On January 10, the court issued a notice that only 30 seats were available for observers in the courtroom gallery and that those wanting to monitor the trial would need to register within a very short time frame. When reporters and human rights observers went to register, they were informed that 23 out of the 30 seats were reserved for diplomats and that they would be notified by January 13 if they would get an observer pass. As far as Human Rights Watch has been able to determine, no one seeking a pass ever heard from the court. On January 15, rights monitors and reporters appeared at the court but were told that the courtroom was full.

Observers in the courtroom told Human Rights Watch that there were many unoccupied seats in the court’s public gallery on January 15 and 16. Two journalists who managed to enter the courtroom on the morning of January 15 were not allowed back inside for the afternoon session.

Voice of America reported that about 200 police and other security forces were stationed at the court and streets leading to the court.

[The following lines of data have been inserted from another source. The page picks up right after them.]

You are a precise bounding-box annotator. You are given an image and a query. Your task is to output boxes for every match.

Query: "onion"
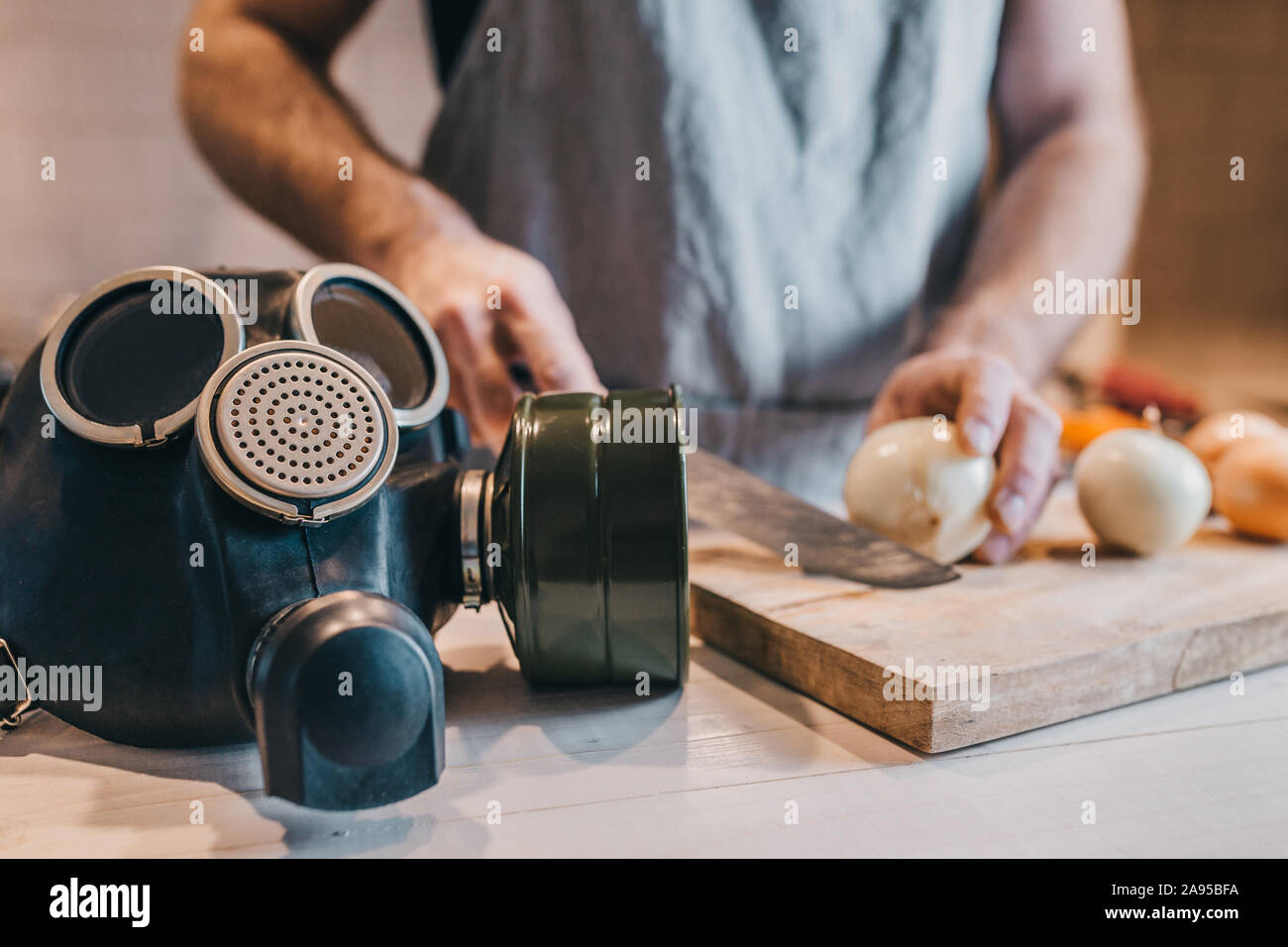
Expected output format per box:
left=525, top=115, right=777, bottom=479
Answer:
left=1073, top=428, right=1212, bottom=556
left=1212, top=436, right=1288, bottom=543
left=845, top=417, right=996, bottom=563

Cambodia’s Foreign Affairs Ministry asserted that access to the courtroom was “at the discretion of the court, taking into consideration the actual court space, order and the conduct of the trial. Most of the diplomatic corps are represented and there were no empty seats in the courtroom.”

However, article 14(1) of the International Covenant on Civil and Political Rights (ICCPR), to which Cambodia is a party, guarantees the right to a fair and public hearing by a competent, independent and impartial tribunal established by law. The United Nations Human Rights Committee, which monitors state compliance with the covenant, has stated in its General Comment No. 32, that a public hearing “ensures the transparency of proceedings and thus provides an important safeguard for the interest of the individual and of society at large.” The committee noted that courts are to provide adequate facilities for the attendance of interested members of the public, within reasonable limits, taking into account the potential interest in the case.

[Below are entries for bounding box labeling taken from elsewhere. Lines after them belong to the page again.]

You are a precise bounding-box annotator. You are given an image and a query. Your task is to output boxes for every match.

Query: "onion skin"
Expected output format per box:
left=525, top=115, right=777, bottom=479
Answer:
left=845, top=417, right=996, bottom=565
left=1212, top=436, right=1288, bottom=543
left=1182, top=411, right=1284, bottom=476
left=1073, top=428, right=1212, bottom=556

The covenant allows for exceptional circumstances, such as national security, when the public may be excluded from a trial, the committee said. Otherwise a hearing must be open to the general public, including the media, and must not be limited to a particular category of people, such as the diplomatic corps.

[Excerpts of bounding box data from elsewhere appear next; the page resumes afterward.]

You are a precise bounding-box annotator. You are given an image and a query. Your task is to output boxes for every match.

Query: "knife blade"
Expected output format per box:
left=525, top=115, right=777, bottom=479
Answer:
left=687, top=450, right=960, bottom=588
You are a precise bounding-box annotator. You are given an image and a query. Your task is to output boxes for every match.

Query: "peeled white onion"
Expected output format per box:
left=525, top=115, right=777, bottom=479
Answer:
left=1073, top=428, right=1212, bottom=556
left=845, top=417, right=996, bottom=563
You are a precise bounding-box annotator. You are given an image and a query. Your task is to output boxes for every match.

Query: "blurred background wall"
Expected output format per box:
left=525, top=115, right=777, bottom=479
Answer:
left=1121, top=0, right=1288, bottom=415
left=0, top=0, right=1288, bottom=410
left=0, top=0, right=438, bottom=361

In February, the European Union will determine whether Cambodia’s human rights record has improved sufficiently to avoid losing the tariff-free entry to the EU market for Cambodian goods under the “Everything But Arms” (EBA) trade program. Kem Sokha’s case will be among the issues the EU review will be considering.

“The empty seats at Kem Sokha’s trial make a mockery of government claims that there is no room for journalists and human rights monitors in the courtroom,” Robertson said. “We expect that the European Union and other concerned governments will be watching the Sokha case closely and the truth about these sham proceedings will eventually come out.”